5. Develop the workflow for items 1 to 4 above with items 2 and 3 being run within HDFS/ Hadoop using Hadoop streaming based on the R scripts. If you cannot get the code to run with Hadoop then use UNIX pipes, with perhaps some loss in points.

I used a shell script to automate the workflow:

#### perform preprocessing.  
echo "Preprocessing..."
Rscript premsnbc.R

#### clear the output both locally and in hdfs so hadoop doesn't
#### complain
echo -e "\nCleaning up old output..."
if [ -N hw2-output ] ; then
    rm -r hw2-output
fi
hdfs dfs -rm -r hw2-output

#### refresh the source files to make sure we're working with the most
#### up-to-date versions.
if [ -N msnbc_preprocessed.seq ] ; then
    echo -e "\nUpdating data file..."
    hdfs dfs -rm msnbc_preprocessed.seq
    hdfs dfs -put msnbc_preprocessed.seq
fi
if [ -N mapper.R ] ; then
    echo -e "\nUpdating mapper file..."
    hdfs dfs -rm mapper.R
    hdfs dfs -put mapper.R

fi
if [ -N reducer.R ] ; then
    echo -e "\nUpdating reducer file..."
    hdfs dfs -rm reducer.R
    hdfs dfs -put reducer.R
fi


#### run the hadoop job.
echo -e "\nStarting the hadoop job..."
hadoop jar /usr/lib/hadoop-mapreduce/hadoop-streaming-2.5.0-cdh5.3.2.jar \
  -files mapper.R,reducer.R \
  -input msnbc_preprocessed.seq \
  -output hw2-output \
  -mapper mapper.R \
  -reducer reducer.R \
  -numReduceTasks 1

#### create a local copy of hadoop output.
echo -e "\nCreating local copy of output..."
hdfs dfs -get hw2-output

#### postprocess & get dendros.
echo -e "\nPostprocessing..."
Rscript postmsnbc.R

echo -e "\nAll tasks complete."

Since we tend to see more distinct clusters at the beginning and end of the day, it seems reasonable that during these times users are looking for specific types of news. In contrast, we don’t see very much structure in the middle of the day, which may point toward users clicking around when they’re bored at work.

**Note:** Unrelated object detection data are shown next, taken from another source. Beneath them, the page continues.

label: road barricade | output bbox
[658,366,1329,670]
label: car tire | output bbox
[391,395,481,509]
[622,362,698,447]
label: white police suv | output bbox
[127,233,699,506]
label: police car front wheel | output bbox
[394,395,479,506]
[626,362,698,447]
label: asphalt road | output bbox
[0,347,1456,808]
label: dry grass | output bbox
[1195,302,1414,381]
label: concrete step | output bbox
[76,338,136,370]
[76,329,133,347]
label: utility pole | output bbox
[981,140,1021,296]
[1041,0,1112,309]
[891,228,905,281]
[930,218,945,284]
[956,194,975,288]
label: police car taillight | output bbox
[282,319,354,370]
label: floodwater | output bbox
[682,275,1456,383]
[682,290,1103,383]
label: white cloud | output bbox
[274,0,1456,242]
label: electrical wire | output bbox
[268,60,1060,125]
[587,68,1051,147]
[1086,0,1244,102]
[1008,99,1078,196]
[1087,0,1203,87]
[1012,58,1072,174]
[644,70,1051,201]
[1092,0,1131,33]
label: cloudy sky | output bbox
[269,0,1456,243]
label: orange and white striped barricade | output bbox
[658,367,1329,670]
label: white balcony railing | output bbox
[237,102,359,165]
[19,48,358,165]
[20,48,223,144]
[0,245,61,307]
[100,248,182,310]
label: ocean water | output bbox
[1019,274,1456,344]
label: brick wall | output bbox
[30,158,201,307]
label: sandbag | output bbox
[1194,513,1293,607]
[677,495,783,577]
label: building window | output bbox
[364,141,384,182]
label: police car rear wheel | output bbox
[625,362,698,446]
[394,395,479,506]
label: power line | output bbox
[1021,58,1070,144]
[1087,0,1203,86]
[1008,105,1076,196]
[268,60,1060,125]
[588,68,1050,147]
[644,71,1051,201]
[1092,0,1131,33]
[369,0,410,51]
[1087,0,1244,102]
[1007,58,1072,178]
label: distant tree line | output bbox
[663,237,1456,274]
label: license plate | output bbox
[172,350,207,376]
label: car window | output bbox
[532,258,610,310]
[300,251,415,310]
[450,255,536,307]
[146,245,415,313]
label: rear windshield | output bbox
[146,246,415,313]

Certain types of pages form clusters more often that not, such as Business, Sports, and tech. These clusters may be indicative of the demographics of the users who favor them, so that information may be worth obtaining.

Because of this, random article recommendations may be best in the middle of the day, while more targeted recommendations of categories within clusters may be warranted during non-business hours.

Note: Your next assignment will redo this assignment using the datadr and rhipe packages from Tessera. This assignment uses Hadoop streaming.